Configuration Reference

WebGym Configs

The system uses Hydra for hierarchical configuration management. Config files are located in scripts/config/main/.

Config File Hierarchy:

default.yaml          # Base config (paths, policy, context)
    ├── rollout.yaml      # Base rollout config (env, timeouts, workers)
    │   ├── rollout_train.yaml   # Train rollout (train tasks, difficulty)
    │   └── rollout_test.yaml    # Eval rollout (test tasks, difficulty)
    └── update_online.yaml       # Training config (hyperparameters, data sampling)

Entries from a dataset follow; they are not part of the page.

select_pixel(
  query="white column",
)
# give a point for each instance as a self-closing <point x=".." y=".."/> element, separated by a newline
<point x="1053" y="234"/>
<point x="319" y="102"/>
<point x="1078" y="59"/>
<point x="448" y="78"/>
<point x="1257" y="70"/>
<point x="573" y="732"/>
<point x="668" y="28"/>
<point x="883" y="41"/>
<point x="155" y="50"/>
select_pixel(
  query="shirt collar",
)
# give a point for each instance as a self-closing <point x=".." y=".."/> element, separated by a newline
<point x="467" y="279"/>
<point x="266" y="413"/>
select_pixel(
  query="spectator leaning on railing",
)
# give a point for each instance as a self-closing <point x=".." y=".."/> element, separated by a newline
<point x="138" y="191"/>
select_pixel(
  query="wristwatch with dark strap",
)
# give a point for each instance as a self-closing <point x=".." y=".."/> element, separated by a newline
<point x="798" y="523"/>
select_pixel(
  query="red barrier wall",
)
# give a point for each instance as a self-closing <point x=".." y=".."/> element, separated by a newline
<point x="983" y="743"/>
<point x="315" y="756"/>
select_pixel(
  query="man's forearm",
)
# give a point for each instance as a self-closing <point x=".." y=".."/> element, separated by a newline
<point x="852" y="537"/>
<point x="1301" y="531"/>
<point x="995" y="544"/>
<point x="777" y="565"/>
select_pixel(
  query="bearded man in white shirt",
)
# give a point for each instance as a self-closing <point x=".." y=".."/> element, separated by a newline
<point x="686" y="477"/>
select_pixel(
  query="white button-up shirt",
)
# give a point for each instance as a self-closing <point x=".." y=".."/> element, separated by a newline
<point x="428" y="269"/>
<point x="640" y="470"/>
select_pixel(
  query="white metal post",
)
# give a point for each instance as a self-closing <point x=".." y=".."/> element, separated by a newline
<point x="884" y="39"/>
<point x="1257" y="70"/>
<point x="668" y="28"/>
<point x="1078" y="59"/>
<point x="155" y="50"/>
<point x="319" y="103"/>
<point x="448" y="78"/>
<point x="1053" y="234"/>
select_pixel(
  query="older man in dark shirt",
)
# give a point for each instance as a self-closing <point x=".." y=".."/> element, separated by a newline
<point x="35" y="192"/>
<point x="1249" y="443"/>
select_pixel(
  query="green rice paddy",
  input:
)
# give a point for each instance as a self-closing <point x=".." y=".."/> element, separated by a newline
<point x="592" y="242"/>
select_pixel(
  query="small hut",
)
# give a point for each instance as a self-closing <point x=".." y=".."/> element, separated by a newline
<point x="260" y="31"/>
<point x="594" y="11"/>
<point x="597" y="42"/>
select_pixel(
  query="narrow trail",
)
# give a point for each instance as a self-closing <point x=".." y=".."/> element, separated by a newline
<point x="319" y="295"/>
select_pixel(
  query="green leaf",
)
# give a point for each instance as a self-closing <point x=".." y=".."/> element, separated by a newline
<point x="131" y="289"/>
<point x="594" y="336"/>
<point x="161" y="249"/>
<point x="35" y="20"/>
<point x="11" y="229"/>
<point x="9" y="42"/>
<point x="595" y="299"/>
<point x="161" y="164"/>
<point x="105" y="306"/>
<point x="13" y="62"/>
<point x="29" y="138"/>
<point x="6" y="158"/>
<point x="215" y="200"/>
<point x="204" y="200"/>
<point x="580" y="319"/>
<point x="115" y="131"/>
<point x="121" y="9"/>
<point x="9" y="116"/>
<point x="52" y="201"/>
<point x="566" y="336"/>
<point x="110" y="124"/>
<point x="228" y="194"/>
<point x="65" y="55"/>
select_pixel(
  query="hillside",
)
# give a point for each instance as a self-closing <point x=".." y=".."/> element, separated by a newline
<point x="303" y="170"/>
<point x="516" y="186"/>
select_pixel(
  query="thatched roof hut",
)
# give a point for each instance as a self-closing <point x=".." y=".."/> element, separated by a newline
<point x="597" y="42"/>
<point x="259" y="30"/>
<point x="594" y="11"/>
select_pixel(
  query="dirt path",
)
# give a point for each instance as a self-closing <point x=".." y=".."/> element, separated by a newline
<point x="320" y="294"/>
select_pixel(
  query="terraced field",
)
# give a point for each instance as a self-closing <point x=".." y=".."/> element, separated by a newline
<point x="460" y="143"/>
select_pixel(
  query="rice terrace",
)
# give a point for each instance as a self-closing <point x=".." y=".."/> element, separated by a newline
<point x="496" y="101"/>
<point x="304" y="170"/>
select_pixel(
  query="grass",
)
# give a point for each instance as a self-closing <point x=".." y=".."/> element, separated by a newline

Each config file uses defaults: to inherit from parent configs. Settings in child configs override parent values. For example, rollout_train.yaml inherits from rollout.yaml which inherits from default.yaml:

# default.yaml defines base policy settings:
policy_config:
  temperature: 1
  max_new_tokens: 3072

# rollout.yaml inherits default.yaml and adds env settings:
defaults:
  - default
env_config:
  server_size: 64

# rollout_train.yaml inherits default.yaml and rollout.yaml, then overrides specifics:
defaults:
  - default
  - rollout
env_config:
  split: "train"
  train_tasks_rollout_size: 1024
# temperature and server_size are still inherited from the parents

save_path

Root directory for outputs (set via --log-path)

data_path

Path to read-only shared data (task files, HuggingFace cache, etc.; set via --data-path)

model_config

Model selection:

model_type: Model type (qwen3-instruct or qwen3-think)
prompt_version: Prompt version (vanilla or complete)

policy_config

Model inference settings:

base_model: HuggingFace model name (set by run.sh)
checkpoint_path: Path to model checkpoint
max_new_tokens: Maximum tokens to generate (default: 3072)
temperature: Sampling temperature (default: 1)
top_p: Top-p sampling (default: 0.99)
top_k: Top-k sampling (default: 2)
min_p: Min-p sampling (default: 0)

context_config

Interaction mode settings:

interaction_mode: How to represent UI elements (coordinates or set_of_marks)

env_config

Environment and HTTP settings:

vllm_server_url: vLLM endpoint (default: http://localhost:8999)
wait_timeout: HTTP queue timeout in seconds (default: 2400)
operation_timeout: HTTP operation timeout (default: 120)
vllm_timeout: vLLM request timeout (default: 240)
evaluation_workers: Concurrent trajectory evaluation workers (default: 16)
screenshot_comparison_workers: Concurrent screenshot comparison workers (default: 32)
completion_threshold: Fraction of tasks to complete before killing stragglers (default: 0.95). For example, with 1024 tasks and completion_threshold=0.95, once 973 tasks finish, the remaining 51 slow tasks enter the grace period.
completion_grace_period: Seconds to wait after the threshold is reached before force-killing remaining tasks (default: 30). Continuing the example above, the 51 remaining tasks get 30 more seconds to finish; any still running after that are terminated.
instance_lifetime_max: Maximum browser instance lifetime in minutes (default: 50)
task_timeout_minutes: Maximum task timeout in minutes (default: 300)
server_size: Browser instances per batch (default: 64)
verbose: Enable verbose logging (default: False)
use_rich_actree: Use rich accessibility tree format (default: False)
max_retries: Maximum HTTP retries (default: 2)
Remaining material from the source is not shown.